Still, The Ice Tower lingers. Its final image—Cristina ascending a spiral staircase into darkness, her dress trailing frost behind her—is devastating in its stillness. It’s an ending that offers no resolution, only a fading echo. Cinema, the film seems to say, is not a mirror but a mirage. We reach for it, only to find our hands empty. Or burned.

There is, of course, a certain irony in writing about this film in traditional critical terms. Hadžihalilović has little interest in plot mechanics or character arcs. She makes films like installations, like rituals. To "review" The Ice Tower is to risk missing the point. It is not to be understood, but endured. Not interpreted, but inhabited—if you can withstand the chill.

What Hadžihalilović has crafted is not a fairy tale in the Disney mold, nor even a revisionist one.
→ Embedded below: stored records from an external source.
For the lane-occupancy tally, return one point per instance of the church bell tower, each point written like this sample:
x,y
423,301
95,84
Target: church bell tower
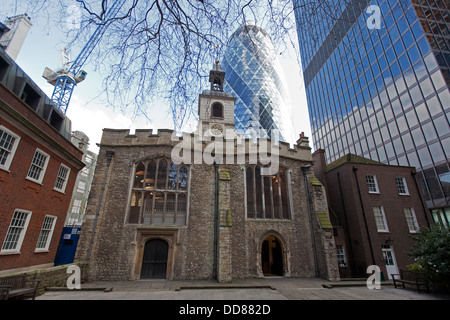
x,y
216,107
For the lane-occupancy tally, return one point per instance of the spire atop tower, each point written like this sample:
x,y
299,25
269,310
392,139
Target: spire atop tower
x,y
217,77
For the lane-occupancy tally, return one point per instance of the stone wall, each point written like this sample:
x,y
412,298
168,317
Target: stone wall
x,y
54,276
117,246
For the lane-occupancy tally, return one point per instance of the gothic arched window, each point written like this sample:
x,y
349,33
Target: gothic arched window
x,y
267,196
160,198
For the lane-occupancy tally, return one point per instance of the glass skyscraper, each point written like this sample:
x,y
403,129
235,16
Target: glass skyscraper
x,y
254,76
377,84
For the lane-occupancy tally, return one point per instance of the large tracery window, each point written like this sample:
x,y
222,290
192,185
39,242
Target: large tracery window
x,y
267,196
159,195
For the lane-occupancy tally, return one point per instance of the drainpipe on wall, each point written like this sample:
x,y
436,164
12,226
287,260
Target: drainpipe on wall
x,y
109,155
216,219
425,209
349,237
364,215
311,229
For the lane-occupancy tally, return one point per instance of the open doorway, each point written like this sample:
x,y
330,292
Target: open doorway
x,y
154,262
272,257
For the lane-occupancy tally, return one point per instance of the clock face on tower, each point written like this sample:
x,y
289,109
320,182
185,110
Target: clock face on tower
x,y
216,129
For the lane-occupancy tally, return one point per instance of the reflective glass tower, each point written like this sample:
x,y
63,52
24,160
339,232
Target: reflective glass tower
x,y
377,83
254,76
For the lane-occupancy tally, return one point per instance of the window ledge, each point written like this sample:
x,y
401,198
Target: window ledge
x,y
34,181
41,250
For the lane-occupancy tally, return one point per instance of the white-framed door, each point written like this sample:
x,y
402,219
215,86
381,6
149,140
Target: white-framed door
x,y
389,260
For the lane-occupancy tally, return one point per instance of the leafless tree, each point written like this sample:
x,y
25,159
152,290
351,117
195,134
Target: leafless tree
x,y
164,49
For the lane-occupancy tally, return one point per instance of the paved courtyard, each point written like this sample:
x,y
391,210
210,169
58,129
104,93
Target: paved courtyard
x,y
248,289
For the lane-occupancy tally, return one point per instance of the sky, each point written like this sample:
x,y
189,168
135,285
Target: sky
x,y
90,115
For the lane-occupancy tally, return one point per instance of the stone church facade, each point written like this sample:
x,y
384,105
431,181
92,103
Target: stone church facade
x,y
206,205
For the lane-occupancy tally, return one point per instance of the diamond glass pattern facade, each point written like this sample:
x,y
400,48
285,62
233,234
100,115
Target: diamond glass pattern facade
x,y
382,93
254,76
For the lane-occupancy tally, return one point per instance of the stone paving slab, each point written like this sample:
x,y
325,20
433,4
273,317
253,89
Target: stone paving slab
x,y
242,289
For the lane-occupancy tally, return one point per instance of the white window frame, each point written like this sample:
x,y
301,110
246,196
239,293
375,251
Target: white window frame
x,y
64,179
46,231
379,215
411,220
11,152
16,230
374,183
400,182
341,256
43,168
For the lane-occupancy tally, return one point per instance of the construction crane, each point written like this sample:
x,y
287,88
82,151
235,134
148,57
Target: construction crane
x,y
66,78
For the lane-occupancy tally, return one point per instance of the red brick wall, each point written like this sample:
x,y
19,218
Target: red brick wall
x,y
392,203
16,192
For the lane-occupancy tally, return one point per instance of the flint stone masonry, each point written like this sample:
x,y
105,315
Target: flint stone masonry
x,y
116,252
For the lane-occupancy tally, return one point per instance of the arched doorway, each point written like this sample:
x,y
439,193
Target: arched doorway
x,y
154,261
272,257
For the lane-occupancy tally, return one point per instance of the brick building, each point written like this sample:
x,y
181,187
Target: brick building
x,y
205,205
38,167
375,209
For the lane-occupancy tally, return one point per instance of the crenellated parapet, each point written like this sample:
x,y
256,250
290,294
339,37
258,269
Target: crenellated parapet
x,y
233,145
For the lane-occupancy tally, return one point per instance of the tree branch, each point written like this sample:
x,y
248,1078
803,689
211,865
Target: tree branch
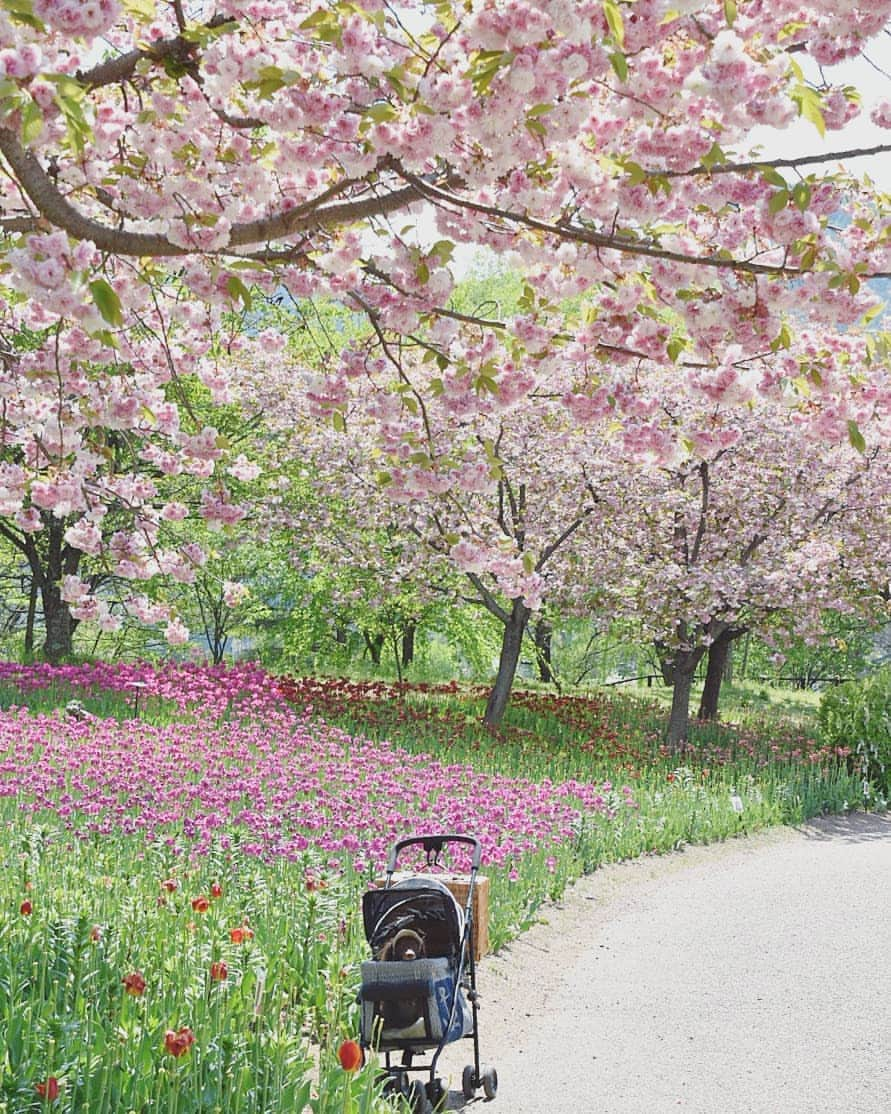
x,y
314,214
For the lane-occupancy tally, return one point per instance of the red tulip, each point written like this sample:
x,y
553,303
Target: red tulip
x,y
351,1056
178,1042
134,984
48,1091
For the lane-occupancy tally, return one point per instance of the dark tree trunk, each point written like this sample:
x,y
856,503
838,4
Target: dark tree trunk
x,y
408,644
678,667
718,656
59,625
544,635
374,644
29,623
678,719
511,642
60,560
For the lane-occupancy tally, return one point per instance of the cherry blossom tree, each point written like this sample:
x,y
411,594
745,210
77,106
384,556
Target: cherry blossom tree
x,y
752,514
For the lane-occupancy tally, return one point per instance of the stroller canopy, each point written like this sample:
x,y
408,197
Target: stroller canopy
x,y
421,904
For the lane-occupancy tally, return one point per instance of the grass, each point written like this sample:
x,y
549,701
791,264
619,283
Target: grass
x,y
252,949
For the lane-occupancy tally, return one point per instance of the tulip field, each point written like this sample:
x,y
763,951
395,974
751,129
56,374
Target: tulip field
x,y
184,851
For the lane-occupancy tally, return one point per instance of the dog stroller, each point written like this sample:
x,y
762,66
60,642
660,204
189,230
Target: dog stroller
x,y
419,990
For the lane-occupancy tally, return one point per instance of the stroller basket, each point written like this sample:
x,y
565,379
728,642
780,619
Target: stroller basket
x,y
412,1004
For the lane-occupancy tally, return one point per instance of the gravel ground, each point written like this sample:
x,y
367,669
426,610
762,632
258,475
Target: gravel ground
x,y
748,976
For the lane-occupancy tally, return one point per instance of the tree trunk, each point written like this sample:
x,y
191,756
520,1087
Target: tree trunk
x,y
29,623
374,644
718,655
511,642
678,668
542,638
61,560
408,644
58,644
678,720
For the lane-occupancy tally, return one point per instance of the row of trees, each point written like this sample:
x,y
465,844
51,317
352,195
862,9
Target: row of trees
x,y
678,413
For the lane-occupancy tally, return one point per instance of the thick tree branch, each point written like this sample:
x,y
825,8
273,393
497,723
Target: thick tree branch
x,y
314,214
774,164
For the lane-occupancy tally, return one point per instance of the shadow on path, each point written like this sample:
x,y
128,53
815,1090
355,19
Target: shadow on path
x,y
852,828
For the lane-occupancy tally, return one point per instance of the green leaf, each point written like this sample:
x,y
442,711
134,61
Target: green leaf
x,y
107,302
380,111
779,202
772,176
810,106
237,291
443,250
713,157
801,195
675,347
31,121
486,65
145,10
636,173
855,437
619,64
783,339
614,20
22,11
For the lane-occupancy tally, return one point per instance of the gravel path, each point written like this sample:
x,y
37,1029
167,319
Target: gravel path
x,y
748,976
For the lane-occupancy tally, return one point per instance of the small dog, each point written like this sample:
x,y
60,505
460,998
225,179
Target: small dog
x,y
405,946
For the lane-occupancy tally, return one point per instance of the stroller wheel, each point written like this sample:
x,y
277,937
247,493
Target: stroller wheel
x,y
437,1093
395,1083
418,1101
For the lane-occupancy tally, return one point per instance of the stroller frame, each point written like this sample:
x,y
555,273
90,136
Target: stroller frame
x,y
421,1097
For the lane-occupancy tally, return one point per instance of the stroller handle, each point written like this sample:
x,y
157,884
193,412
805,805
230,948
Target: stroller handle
x,y
433,844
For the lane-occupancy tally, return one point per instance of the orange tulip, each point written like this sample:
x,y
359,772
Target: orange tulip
x,y
351,1056
48,1091
178,1042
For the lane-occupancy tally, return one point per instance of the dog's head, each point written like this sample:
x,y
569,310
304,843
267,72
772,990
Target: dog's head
x,y
404,946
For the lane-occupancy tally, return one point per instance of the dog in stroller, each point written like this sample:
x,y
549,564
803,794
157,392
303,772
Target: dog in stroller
x,y
419,989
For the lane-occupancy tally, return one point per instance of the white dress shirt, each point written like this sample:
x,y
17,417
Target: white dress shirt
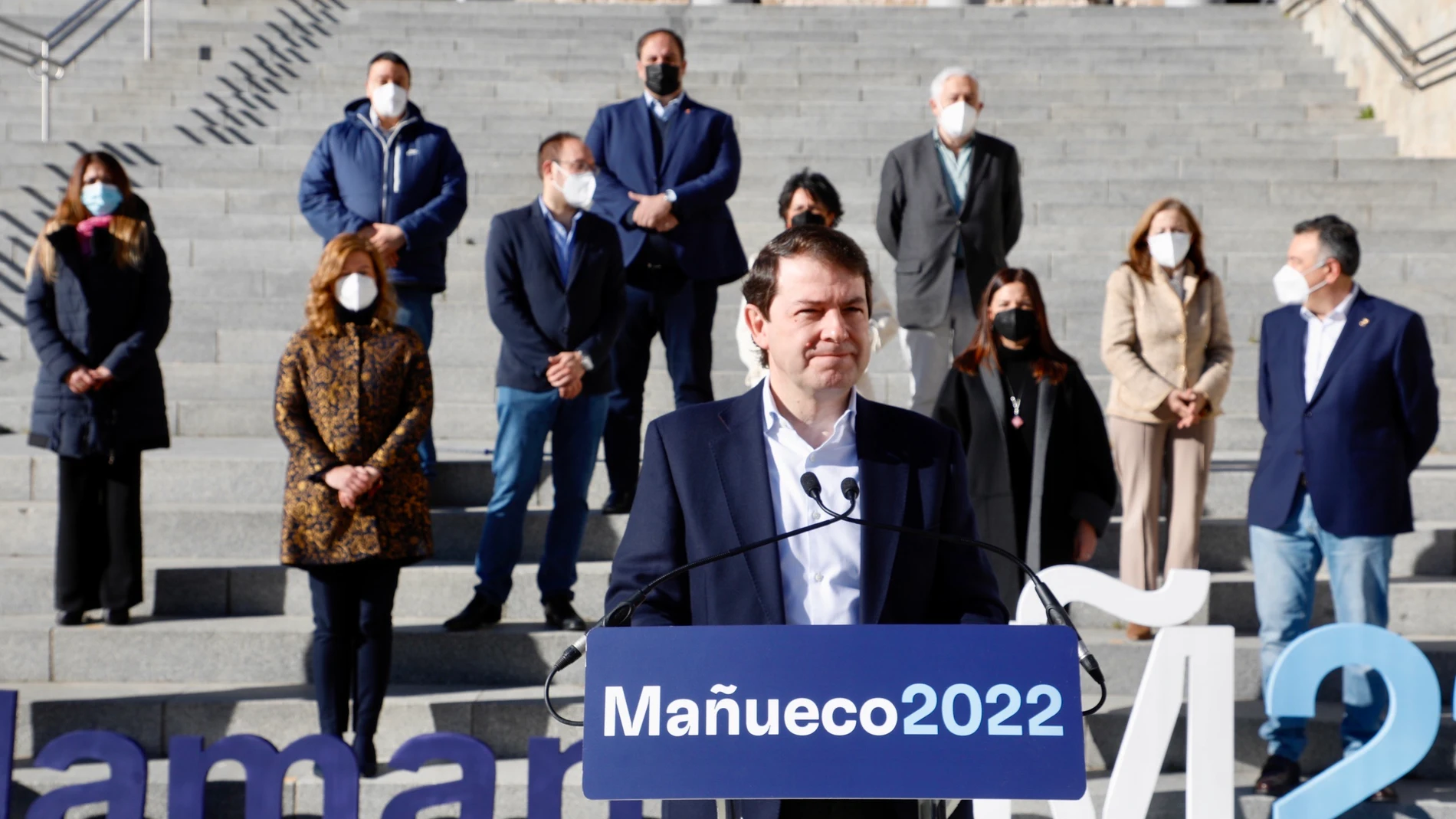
x,y
1320,339
820,569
It is closer to a cinematic dirge: a hymn to the lost innocence of watching, the seductive cruelty of beauty, and the inescapable estrangement that occurs when art becomes obsession. It may bore some, bewilder others. But for those attuned to its frequency, it will mesmerize.

The Ice Tower is less a film than a frozen prayer. Whether that prayer is for cinema’s salvation or its funeral remains as open—and as cold—as the screen that fades to white. A masterclass in style, mood, and cinematic self-reflection. But don’t expect warmth—or answers.